The Chinese bet $165m on Azov-City gambling zone

11 Feb '10
Oleg Kouzbit, Online News Managing Editor

The Azov-City gambling zone in Southern Russia, saluted as $2bn ‘Russian Las Vegas’, seems to be gaining investor confidence once again after months of losing it. Gambling operators from China’s Macao have reported plans for $165+m gambling and entertainment/sports projects in the area. Despite the opening of the zone’s first large casino and coming on top of a smaller Moscow investment announced at about the same time, attracting 6 million visitors a year to Azov-City still seems like a long shot.

Earlier this week Marchmont reported Chinese plans to build $165+m worth of gambling and leisure facilities in Russia’s southern official gambling zone, the so-called Azov-City.

Unspecified companies permanently operating in one of China’s largest gambling areas, Macao, purportedly want to build several casinos, malls, and an all-season winter sports complex in the Krasnodar regional part of Azov-City (the entire zone is located on both sides of the Krasnodar-Rostov regional border).

Timeframes have yet to be announced.

One of the ‘Big-4’

The history of Azov-City dates back to January 2008 when the RF government issued a decree restricting any gambling in Russia from July 1, 2009 to the country’s four exclusive gambling zones.

The gambling zone in southern Russia was dubbed Azov-City. The other three are in the Far East (Primorsky), Southern Siberia (Altay), and the North-West (Kaliningrad).

Azov-City is located 250km away from Krasnodar, 120km away from Rostov, and borders the Azov Sea coast. Tenders for 15 sites were offered between November 2008 and mid-2009. Another tender was planned for December 2009 but then moved back to Q12010 because of ‘poor business planning for the sites to be auctioned.”

High hopes, no luck

As the project kicked off in late 2008, Krasnodar and Rostov regional officials were upbeat about the ‘ritz and glitz’ of their $2bn ‘gambling paradise,’ hailing it as a “successful challenger of Vegas, Macao or Atlantic City” capable of drawing “up to 25 million tourists a year.”

Six months into the project, though, the ‘paradise’ looked a lot like Gilligan’s Island. Last summer, with a July 1 “official opening day” approaching, all authorities could celebrate was bringing in water, gas, electricity, some water treatment, and completing just four out of 11 kilometers of roads they had promised, the regional portal reported.

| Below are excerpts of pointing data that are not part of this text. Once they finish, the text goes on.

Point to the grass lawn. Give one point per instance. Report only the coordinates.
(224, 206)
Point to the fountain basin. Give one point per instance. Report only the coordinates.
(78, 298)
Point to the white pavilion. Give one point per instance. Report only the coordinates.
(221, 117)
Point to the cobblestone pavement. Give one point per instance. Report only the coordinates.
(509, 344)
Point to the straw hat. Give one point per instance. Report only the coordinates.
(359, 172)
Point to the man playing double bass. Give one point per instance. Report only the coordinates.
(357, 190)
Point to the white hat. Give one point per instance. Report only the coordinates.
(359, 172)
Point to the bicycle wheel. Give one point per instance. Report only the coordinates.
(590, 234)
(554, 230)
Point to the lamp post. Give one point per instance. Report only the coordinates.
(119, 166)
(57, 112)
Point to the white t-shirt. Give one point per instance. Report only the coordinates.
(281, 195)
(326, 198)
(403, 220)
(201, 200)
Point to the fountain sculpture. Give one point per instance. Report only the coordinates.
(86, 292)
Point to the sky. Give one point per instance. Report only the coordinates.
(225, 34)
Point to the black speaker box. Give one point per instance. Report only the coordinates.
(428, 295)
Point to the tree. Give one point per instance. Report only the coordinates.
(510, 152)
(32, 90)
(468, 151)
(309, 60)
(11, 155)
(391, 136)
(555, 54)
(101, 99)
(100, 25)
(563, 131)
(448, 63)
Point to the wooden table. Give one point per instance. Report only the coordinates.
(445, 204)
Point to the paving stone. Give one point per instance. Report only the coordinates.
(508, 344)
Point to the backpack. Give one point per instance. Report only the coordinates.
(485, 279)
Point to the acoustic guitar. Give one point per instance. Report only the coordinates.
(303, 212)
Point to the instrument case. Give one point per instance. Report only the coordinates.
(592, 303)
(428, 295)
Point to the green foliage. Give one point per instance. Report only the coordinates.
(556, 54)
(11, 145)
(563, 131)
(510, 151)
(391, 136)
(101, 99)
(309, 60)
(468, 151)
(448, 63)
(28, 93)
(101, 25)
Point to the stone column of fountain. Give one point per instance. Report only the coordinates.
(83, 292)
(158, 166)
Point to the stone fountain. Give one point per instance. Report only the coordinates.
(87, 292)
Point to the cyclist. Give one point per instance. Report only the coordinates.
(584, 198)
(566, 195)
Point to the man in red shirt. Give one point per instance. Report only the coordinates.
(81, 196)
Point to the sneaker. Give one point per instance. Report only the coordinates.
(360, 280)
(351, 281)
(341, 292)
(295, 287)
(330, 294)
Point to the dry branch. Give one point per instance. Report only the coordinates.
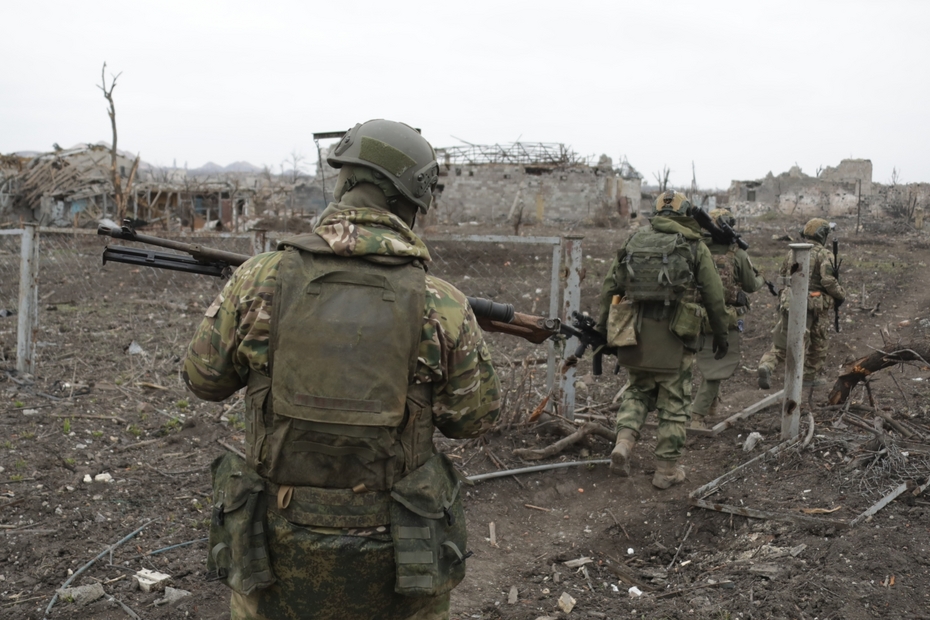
(589, 428)
(858, 370)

It was enough for some investors to throw in their cards. Austria’s ASATI, originally hailed as a ‘golden resident’ of the Krasnodar part of the project, dropped out in June 2009. It followed Casino Austria, which also bailed out citing “Russia’s legal haziness and no clear prospects for the gambling zone operation.”

Tatarstan to the rescue

On the bright side, however, unlike the other three national gambling zones, which are still in their early infancy, Azov-City finally has Russia’s first legal casino—Tatarstan-based Royal Time opened its Oracul for business on January 30.

Livekuban quoted a company spokesman on the opening day as saying by this summer the firm was planning to also open a 300-game-machine hall and a hotel, and by 2017 three more stages were envisioned as part of the overall $150m investment. Royal Time plans to have up to 500 visitors a day.

Viva ‘Las Vegas’?

The announcement of the Chinese’s $165m investment came just a day after Moscow’s Kimberly Land unveiled its summertime entertainment and sports facility for Azov-City.

However Kimberly’s project is a only a modest $1.2m and calls for construction of 30 cottages, sports sites, a movie theater, café, stable, carting lanes, and a small marina.

Last year some analysts questioned whether the whole idea of a ‘home-bred Monaco’ ever made sense, given Russian economic and legal realities.

Azov-City planners have also toned down their grandiose estimates. Until the zone is built-out the dream of a ‘Russian Las Vegas’ able to handle 6 million visitors a year supported by a workforce of 30,000 still seems like a long shot.